Letzte Aktualisierung: 13.10.2017

 

Abgeltungssteuer 2017 | Freistellungsauftrag

Sind Anleihen vor dem Hintergrund der Abgeltungssteuer empfehlenswert?

Bei einem Freistellungsauftrag für Kapitalerträge handelt es sich um eine Anweisung eines Steuerpflichtigen an seine Bank, anfallende Zinseinnahmen von Sparkonten und Anlagekonten vom automatischen Steuerabzug der Abgeltungssteuer frei zu stellen. Damit sind Zinserträge bis 801 Euro für Singles bzw. 1.602 Euro für Verheiratete steuerfrei. Wird kein solcher Freistellungsauftrag erteilt oder gehen die Zinserträge über den Freibetrag hinaus, führt das Kreditinstitut von den Zinsen grundsätzlich die Abgeltungssteuer Abgeltungssteuer an das Finanzamt am (25% zzgl. Soli + ggf. Kirchensteuer). Der Freistellungsauftrag gilt dabei grundsätzlich für alle Depots und Konten bei der jeweiligen Bank, kann also nicht auf einzelne Depots oder Konten beschränkt werden. Durch die Erteilung eines Freistellungsauftrags meldet die Bank oder Sparkasse die Steuer-Identifikationsnummer an das Bundeszentralamt für Steuern.

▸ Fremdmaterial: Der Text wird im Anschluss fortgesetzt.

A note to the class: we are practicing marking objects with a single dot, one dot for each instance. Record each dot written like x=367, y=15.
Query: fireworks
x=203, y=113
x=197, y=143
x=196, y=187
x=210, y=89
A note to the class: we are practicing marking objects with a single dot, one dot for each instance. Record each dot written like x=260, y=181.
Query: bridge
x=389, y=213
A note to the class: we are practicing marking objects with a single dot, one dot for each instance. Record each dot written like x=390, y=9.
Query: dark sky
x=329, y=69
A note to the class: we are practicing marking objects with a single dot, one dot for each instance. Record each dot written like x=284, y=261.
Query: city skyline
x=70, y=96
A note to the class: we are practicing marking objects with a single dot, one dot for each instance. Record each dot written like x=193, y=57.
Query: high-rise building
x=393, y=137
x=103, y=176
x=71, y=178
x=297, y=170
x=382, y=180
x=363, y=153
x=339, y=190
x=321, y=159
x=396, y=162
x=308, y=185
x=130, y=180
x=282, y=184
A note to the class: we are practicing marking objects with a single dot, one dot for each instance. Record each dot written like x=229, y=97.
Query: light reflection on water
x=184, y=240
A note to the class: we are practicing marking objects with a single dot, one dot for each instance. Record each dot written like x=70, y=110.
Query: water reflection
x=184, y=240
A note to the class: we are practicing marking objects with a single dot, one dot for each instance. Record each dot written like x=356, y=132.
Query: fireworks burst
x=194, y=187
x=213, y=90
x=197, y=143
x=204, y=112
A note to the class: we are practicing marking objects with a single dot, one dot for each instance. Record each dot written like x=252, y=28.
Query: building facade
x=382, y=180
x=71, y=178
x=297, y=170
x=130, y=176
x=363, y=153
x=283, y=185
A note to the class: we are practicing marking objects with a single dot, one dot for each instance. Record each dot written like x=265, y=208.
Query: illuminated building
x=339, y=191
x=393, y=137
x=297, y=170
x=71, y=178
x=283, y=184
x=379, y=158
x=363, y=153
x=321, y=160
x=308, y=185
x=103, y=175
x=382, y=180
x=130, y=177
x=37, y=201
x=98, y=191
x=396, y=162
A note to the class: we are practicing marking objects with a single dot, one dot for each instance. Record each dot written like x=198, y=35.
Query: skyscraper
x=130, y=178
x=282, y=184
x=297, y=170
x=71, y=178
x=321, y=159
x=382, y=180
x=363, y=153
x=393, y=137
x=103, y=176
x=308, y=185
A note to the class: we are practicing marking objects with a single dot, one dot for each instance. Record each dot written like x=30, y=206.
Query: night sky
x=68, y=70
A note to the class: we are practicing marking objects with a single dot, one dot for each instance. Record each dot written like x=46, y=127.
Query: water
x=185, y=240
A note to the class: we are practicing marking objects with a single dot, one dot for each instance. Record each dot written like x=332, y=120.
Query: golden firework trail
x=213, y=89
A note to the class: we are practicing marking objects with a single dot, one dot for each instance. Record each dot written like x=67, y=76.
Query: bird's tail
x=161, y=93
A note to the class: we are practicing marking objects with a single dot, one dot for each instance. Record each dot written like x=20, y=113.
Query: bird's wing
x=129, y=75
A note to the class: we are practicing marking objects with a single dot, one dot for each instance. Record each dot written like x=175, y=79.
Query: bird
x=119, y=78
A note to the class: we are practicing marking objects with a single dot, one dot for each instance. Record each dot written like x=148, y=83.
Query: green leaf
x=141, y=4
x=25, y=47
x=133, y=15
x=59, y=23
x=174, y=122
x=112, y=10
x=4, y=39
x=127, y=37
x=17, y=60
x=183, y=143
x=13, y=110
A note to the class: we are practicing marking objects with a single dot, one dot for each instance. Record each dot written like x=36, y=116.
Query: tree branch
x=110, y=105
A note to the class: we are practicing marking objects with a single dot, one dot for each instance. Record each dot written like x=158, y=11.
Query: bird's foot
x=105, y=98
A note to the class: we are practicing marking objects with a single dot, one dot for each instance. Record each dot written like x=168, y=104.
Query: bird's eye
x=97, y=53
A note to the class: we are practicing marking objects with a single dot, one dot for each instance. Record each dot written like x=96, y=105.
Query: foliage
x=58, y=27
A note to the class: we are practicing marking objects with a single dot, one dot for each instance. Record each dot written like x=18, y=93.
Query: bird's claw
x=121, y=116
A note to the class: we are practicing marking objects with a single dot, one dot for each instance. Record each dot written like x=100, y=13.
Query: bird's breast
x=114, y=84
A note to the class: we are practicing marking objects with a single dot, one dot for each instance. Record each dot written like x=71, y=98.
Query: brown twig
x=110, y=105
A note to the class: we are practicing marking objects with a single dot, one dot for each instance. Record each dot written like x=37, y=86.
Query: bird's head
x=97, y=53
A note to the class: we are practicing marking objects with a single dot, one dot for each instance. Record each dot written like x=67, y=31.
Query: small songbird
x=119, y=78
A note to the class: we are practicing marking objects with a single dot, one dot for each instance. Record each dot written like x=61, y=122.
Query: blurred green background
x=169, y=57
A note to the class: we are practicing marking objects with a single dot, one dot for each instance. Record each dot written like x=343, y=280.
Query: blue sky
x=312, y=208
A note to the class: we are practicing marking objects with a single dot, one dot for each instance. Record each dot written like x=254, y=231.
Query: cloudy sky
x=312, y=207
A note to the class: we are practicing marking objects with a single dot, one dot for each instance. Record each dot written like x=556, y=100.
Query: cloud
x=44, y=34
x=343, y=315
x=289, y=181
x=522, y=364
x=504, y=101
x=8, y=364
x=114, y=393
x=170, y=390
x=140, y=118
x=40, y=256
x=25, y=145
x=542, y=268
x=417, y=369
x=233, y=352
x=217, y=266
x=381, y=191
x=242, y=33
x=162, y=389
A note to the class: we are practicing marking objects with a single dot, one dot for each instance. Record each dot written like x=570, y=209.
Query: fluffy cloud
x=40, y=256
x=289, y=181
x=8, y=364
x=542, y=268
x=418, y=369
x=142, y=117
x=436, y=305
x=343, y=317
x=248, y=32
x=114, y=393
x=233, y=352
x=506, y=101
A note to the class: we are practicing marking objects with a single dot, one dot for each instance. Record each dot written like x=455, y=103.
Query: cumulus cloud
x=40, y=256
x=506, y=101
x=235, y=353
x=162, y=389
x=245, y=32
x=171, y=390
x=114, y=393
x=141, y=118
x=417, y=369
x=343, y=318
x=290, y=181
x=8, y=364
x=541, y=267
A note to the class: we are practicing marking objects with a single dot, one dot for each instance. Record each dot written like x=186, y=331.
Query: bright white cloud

Sind Gelder eines Anlegers auf verschiedene Kreditinstitute verteilt, können auch mehrere Freistellungsaufträge erteilt werden, jedoch dürfen sie in der Summe die gesetzlich festgelegten Höchstgrenzen von 801 Euro bzw. 1602 Euro nicht überschreiten. Das Bundesamt für Finanzen prüft stichprobenartig, ob die Freistellungsaufträge die Obergrenzen nicht überschreiten. Banken sind gesetzlich dazu verpflichtet, dem Bundeszentralamt für Steuern die Höhe der tatsächlich freigestellten Kapitalerträge zu übermitteln. Auf diese Weise erfährt die Finanzverwaltung die Höhe der im Rahmen der Freistellungsaufträge ausgezahlten Kapitalerträge.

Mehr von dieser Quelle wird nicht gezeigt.